On the causes and effect of exchange rate volatility on economic growth: Evidence from Ghana
After the collapse of the Bretton Woods system of fixed exchange rates in the 1970s a number of countries adopted a flexible system. In Ghana, the advent of the Financial Sector Adjustment Programme (FINSAP) – a component of the Economic Recovery Programme (ERP) – introduced major reforms in the financial sector including the jettison of the fixed exchange rates in favour of the free floating regime in the 1980s. Among others, this transition was done under the premise that flexible exchange rates would curb the boom–and–bust syndrome as well as turn the country towards a trajectory of growth with the growth–enhancing effect emanating from the exchange rate pass–through on consumer prices, terms of trade, trade volumes and investments.
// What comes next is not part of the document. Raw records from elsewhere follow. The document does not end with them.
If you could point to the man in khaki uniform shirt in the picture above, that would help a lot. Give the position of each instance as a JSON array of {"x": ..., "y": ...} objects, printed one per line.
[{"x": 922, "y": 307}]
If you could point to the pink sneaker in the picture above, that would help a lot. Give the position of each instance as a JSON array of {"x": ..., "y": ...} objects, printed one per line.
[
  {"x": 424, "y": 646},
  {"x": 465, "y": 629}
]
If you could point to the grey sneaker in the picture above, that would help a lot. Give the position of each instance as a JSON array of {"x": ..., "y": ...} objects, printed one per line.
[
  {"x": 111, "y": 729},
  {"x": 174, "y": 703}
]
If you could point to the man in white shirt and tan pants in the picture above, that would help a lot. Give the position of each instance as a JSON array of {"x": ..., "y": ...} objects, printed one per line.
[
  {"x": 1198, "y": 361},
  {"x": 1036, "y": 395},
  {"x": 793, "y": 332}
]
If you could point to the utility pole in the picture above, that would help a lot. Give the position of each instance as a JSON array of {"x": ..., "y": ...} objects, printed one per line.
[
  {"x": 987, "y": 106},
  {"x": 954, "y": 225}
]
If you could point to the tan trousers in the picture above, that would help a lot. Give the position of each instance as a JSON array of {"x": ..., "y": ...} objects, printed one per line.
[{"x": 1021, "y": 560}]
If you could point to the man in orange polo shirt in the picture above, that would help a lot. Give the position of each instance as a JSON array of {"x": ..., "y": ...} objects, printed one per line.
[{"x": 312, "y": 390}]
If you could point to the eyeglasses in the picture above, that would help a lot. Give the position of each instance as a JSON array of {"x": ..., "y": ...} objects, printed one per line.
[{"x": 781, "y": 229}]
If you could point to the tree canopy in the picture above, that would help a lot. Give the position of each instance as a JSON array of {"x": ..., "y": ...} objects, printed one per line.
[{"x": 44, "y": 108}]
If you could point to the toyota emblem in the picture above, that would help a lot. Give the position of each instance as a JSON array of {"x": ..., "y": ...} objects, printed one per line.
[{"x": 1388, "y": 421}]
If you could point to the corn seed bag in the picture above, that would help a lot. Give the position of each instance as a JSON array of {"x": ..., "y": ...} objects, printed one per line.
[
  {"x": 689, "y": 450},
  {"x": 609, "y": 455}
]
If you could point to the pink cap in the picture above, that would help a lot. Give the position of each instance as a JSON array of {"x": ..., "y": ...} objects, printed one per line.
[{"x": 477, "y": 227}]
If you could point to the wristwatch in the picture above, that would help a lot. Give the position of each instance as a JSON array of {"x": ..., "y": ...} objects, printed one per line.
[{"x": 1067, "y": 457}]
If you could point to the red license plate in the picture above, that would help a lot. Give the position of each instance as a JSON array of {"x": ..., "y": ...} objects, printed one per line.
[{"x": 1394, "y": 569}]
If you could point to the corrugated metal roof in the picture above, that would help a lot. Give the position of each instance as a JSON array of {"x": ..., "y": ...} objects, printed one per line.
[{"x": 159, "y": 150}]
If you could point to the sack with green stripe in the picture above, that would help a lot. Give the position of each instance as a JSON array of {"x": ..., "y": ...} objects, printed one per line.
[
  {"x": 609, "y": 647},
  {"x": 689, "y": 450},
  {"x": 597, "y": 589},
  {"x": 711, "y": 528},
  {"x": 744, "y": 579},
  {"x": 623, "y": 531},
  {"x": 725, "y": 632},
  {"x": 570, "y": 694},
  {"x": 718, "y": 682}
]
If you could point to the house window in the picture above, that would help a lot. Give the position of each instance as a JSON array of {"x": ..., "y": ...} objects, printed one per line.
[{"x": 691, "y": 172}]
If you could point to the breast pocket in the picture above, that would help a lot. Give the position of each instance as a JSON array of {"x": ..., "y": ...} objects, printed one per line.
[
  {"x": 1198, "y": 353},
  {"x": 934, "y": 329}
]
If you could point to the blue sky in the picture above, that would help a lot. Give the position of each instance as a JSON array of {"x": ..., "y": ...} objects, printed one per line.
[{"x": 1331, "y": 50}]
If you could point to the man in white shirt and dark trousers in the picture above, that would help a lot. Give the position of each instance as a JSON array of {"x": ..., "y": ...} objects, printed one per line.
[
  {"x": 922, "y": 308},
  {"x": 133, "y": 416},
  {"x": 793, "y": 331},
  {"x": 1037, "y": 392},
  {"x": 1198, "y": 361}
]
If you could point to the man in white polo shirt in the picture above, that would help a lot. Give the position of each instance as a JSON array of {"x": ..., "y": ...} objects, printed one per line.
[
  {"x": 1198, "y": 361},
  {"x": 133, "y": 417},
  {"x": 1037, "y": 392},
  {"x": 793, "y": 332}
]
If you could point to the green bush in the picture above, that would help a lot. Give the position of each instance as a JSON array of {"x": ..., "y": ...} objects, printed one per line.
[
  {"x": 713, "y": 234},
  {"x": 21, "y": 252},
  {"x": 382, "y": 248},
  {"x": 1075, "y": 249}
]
However, the Ghanaian Cedi (GH¢) has depreciated against major currencies especially the US Dollar (US$), albeit, not monotonically since the adoption of the flexible exchange rate regime, recording a modicum of stability between 2002 and 2007. Most recently, the Cedi has been very volatile. For instance, at the beginning of January, 2014, a US$ was exchanged for GH¢2.21 and by the end of September, 2014, the Cedi–Dollar exchange rate stood at GH¢3.20 – denoting about 44.65% depreciation. Arguably, this level of depreciation contributed to a rise in consumer price inflation which stood at 17% in December, 2014 from 13.8% in January, 2014. GDP growth which stood at 15.0% in 2011 dropped to 8.8% in 2012 and further to 7.6% in 2013. In fact, provisional GDP growth rate for 2014 is estimated at 6.9% down from a revised initial target of 7.1%.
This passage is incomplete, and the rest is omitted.